John felt ashamed for a whole year and realised for the first time the unpleasantness of a debt. His two friends gave at first gentle and then broad hints. He did not avoid them, but crawled after them in order to show his gratitude. He felt that they possessed a part of his soul and body; that he was their slave and could not be free. Sometimes he made them promises, because he imagined he could fulfil them, but they could not be fulfilled, and the burden of the debt was increased by their being broken. It was a time of infinite torment, probably more bitter at the time than it seemed afterwards.
Another step in arresting his progress was the postponement of his Confirmation. He learned theology at school, and could read the Gospels in Greek, but was not considered mature enough for Confirmation.
He felt the grinding-down process at home all the more because his position in the school was that of a free man. As a collegian he had acquired certain rights. He was not made to stand up in class, and went out when he wished without asking permission; he remained sitting when the teachers asked questions, and disputed with them. He was the youngest in the class but sat among the oldest and tallest. The teacher now played the part of a lecturer rather than of a mere hearer of lessons. The former ogre from the Clara School had become an elderly man who expounded Cicero's De Senectute and De Amicitia without troubling himself much about the commentaries. In reading Virgil, he dwelt on the meeting of Æneas and Dido, enlarged on the topic of love, lost the thread of his discourse, and became melancholy. (The boys found out that about this time he had been wooing an old spinster.) He no longer assumed a lofty tone, and was magnanimous enough to admit a mistake he had made (he was weak in Latin) and to acknowledge that he was not an authority in that subject.
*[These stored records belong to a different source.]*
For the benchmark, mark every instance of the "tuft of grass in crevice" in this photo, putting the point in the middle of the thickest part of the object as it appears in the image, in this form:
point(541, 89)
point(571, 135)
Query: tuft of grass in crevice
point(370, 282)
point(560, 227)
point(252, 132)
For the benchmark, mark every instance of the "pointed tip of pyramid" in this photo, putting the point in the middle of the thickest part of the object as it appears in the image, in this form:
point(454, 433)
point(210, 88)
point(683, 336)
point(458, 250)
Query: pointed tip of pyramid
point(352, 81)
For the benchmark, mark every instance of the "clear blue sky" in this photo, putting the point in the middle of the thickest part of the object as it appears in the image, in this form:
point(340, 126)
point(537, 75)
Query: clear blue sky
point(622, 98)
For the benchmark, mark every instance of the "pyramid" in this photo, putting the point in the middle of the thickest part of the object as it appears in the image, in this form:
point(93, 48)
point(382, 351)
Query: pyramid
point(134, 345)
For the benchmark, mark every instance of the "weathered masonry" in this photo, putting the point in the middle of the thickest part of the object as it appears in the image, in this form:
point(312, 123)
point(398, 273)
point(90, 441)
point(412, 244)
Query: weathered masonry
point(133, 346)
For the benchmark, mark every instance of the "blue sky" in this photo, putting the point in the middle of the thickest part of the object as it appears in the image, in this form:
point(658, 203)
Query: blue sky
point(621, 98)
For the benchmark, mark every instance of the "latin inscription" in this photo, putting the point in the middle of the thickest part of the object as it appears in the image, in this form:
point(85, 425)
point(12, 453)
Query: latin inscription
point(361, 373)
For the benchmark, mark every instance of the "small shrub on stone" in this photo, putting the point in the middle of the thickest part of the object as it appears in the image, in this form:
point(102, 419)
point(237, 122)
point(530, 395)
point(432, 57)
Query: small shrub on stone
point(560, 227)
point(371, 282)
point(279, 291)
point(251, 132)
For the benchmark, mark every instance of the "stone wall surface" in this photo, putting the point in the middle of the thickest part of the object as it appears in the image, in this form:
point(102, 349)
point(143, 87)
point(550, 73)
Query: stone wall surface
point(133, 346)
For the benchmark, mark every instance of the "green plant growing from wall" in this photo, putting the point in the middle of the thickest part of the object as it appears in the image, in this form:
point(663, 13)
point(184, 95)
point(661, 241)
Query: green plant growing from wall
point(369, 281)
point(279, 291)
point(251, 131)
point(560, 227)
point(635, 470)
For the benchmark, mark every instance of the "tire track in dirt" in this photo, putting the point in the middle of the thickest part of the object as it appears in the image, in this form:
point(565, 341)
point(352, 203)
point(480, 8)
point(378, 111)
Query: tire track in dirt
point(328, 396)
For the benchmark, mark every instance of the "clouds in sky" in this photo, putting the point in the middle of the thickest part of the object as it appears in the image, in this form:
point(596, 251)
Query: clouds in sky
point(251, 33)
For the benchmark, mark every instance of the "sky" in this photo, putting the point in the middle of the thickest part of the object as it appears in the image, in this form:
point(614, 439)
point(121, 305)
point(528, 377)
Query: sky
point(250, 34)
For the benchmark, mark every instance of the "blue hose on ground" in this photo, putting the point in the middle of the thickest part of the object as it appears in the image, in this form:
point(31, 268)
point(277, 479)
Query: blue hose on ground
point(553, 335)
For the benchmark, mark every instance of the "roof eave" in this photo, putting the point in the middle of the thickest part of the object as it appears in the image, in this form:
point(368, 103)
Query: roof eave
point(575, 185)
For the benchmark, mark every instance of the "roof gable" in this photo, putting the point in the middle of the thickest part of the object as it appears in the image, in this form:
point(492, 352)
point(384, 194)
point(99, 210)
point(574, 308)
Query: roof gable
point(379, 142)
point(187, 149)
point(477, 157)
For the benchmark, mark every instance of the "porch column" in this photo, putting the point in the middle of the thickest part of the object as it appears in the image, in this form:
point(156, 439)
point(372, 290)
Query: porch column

From this he drew the moral that no one should come to school without preparation, however clever he might be. This produced a great effect upon the boys. He won more credit as a man than he lost as a teacher.
John, being well up in the natural sciences, was the only one out of his class elected to be a member of the "Society of Friends of Science." He was now thrown with school-fellows in the highest class, who the next year would become students. He had to give a lecture, and talked about it at home. He wrote an essay on the air, and read it to the members. After the lecture, the members went into a restaurant in the Haymarket and drank punch. John was modest before the big fellows, but felt quite at his ease. It was the first time he had been lifted out of the companionship of those of his own age. Others related improper anecdotes; he shyly related a harmless one. Later on, some of the members visited him and took away some of his best plants and chemical apparatus.
By an accident John found a new friend in the school. When he was top of the first class the Principal came in one day with a tall fellow in a frock-coat, with a beard, and wearing a pince-nez.
"Here, John!" he said, "take charge of this youth; he is freshly come from the country, and show him round." The wearer of the pince-nez looked down disdainfully at the boy in the jacket. They sat next each other; John took the book and whispered to him; the other, however, knew nothing, but talked about cards and cafés.